Olá, NuCommunity! Neste tópico vamos discutir um tema um tanto polêmico e que costuma dividir opiniões com certa frequência: a famigerada Inflação. Vamos tentar entender como é feita a medição do aumento dos preços de produtos e serviços no país e como isso impacta não somente a nossa vida no geral, mas também nossos investimentos. Adicionalmente, aprenderemos como monitorar os preços da nossa cesta de consumo pessoal.
Contexto histórico
Meu primeiro emprego foi em 1988, ano em que a inflação oficial atingiu incríveis 980,21%. Em Abril do ano seguinte, eu comecei a trabalhar numa papelaria com um salário inicial de NCz$ 100,00 (Cruzados Novos) e, em Abril de 1993, meu último salário na empresa foi de singelos Cr$ 3.714.987,73 (Cruzeiros). Nesse período, de apenas 4 anos, a inflação acumulada foi de surreais 3.845.978,86%.
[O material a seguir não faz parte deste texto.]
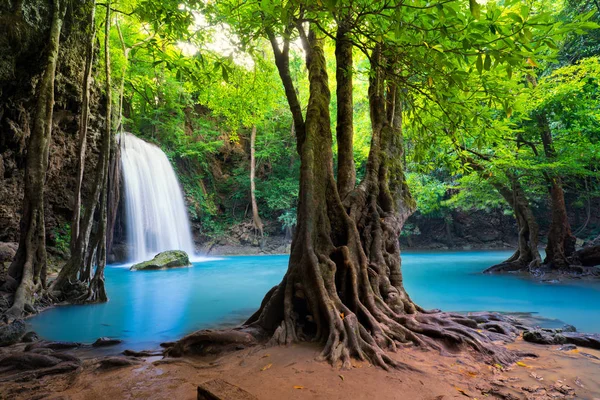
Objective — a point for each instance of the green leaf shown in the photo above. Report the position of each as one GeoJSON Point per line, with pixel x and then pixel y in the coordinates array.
{"type": "Point", "coordinates": [479, 64]}
{"type": "Point", "coordinates": [488, 62]}
{"type": "Point", "coordinates": [475, 8]}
O salário era corrigido automaticamente pelo índice do mês anterior e tinhamos que correr para fazer as compras o mais rápido possível. Era comum encontrar variações de até 100% num mesmo dia. Além disso, como ainda não havia internet e muito menos bancos digitais, informações e opções de investimentos além da poupança eram praticamente inexistentes, dessa forma, poucos conseguiam se proteger da corrosão do poder de compra do dinheiro.
Essa realidade só foi alterada a partir de Agosto de 1993 com o início do Plano Real e a mudança definitiva da moeda em Julho de 1994. Em Julho do ano passado o Real completou 30 anos. A variação da Inflação nesse perído foi de 708,02%, equivalente a 7,23% ao ano.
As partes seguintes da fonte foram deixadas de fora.